Раньше имперская армия, вероятно из-за традиционного соперничества с флотом, с недоверием смотрела на организовывавшиеся там операции камикадзе, однако теперь и они поспешили взять их на вооружение. В марте были сформированы особые штурмовые группы в военно-воздушных силах и впервые использованы в обороне Окинавы. Наиболее драматичными были самоубийственные атаки, которыми пехота пыталась сдержать американское наступление. Тысячи солдат стали «живыми гранатами»; отбросив всякий инстинкт самосохранения, они бросались на врага. Когда наконец стало ясно, что никакая решимость и никакое самопожертвование не смогут предотвратить успехов американцев, оборонявшиеся убивали себя из ружей или подрывали гранатами, чтобы не подвергаться риску пленения. В одном из запомнившихся случаев, вскоре после падения столицы, японская делегация просила американцев прекратить огонь и дать офицерам возможность совершить харакири в соответствии с традиционным ритуалом.[808] Последними из многих тысяч самоубийств на Окинаве были совершенные двумя командующими генералами: Усидзима и Тё, чьи харакири 22 июня послужили символическим концом долгого сражения. Крепость была взята, ее защитники уничтожены, но они ни разу не унизились до капитуляции.
В качестве части стратегии «Кикусуй» для спасения Окинавы, в начале апреля имперский флот решил послать последние из своих боевых кораблей для атаки на ударные силы противника. В этой операции принимал участие мощнейший японский линкор «Ямато» — гордость и надежда имперского флота. Относительно самоубийственной природы этой миссии не было ни малейшего сомнения. Так, контр-адмирал Комура, капитан одного из участвовавших крейсеров, информировал свою команду, что они и другие корабли Второго Флота продвигаются к Окинаве без какого бы то ни было воздушного прикрытия и даже без достаточного количества топлива на обратный путь. «Одним словом, — закончил он, — мы принимаем участие в операции симпу (камикадзе), но, в отличие от тех, что проводятся нашими воздушными силами, у нас нет ни малейшего шанса поразить важную цель. Я позволил себе сказать адмиралу Кусака (начальнику штаба соединенного флота), что это чисто самоубийственная операция…» [809]
Закончилась она полным уничтожением. Каждый более менее значительный корабль был потоплен, включая «Ямато», пошедший на дно со своим капитаном, адмиралом Ито и почти всей командой. В этом самом быстром сражении при Бономисаки, в котором в сущности были уничтожены последние остатки имперского флота, американцы потеряли всего двенадцать человек. Последнее выступление имперского флота было не только самоубийственным (как предсказал контр-адмирал Комура), но, с любой практической точки зрения, совершенно бесполезным.[810]

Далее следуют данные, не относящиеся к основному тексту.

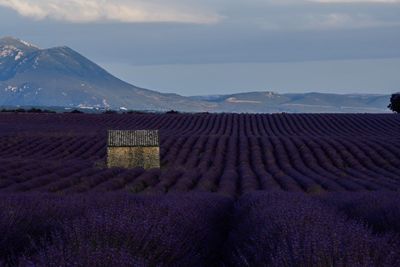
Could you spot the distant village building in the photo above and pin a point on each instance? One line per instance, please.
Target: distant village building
(130, 149)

До самого окончания войны пилоты — морские и армейские, продолжали самоубийственные атаки на американские бомбардировщики. Первые разрушительные воздушные налеты на Токио и другие густонаселенные центры, начавшиеся с конца ноября 1944 года после падения Сайпана, придали японским авиаторам новую решимость. Когда гигантские В-29, теперь уже совершенно неуязвимые для обычных способов перехвата, беспрепятственно проплывали к своим целям — городам, маленькие японские самолеты пытались сбить их с помощью тарана, удара винтом и других импровизированных тактик, однако чрезвычайно редко им удавалось задержать, не говоря уже о том, чтобы уничтожить атакующих. Больше надежд подавали комбинированные атаки камикадзе с Кюсю, как часть борьбы за Окинаву, которой были отданы все силы. Первая массированная атака такого рода имела место 6 апреля при участии нескольких сот самолетов-самоубийц как морских, так и армейских,[811] а в последовавшие недели Верховное Командование отдало приказ о дальнейших обширных атаках «Кикусуй». По мере того, как истощались запасы летательных аппаратов и топлива, масштаб операций камикадзе пришлось сократить, однако сами самоубийственные атаки, которые во время смертной агонии Японии стали для страны основным проявлением воли к сопротивлению, никогда не прекращались. Напротив, с увеличением количества операций камикадзе прекратились все активные военный действия на тихоокеанском театре.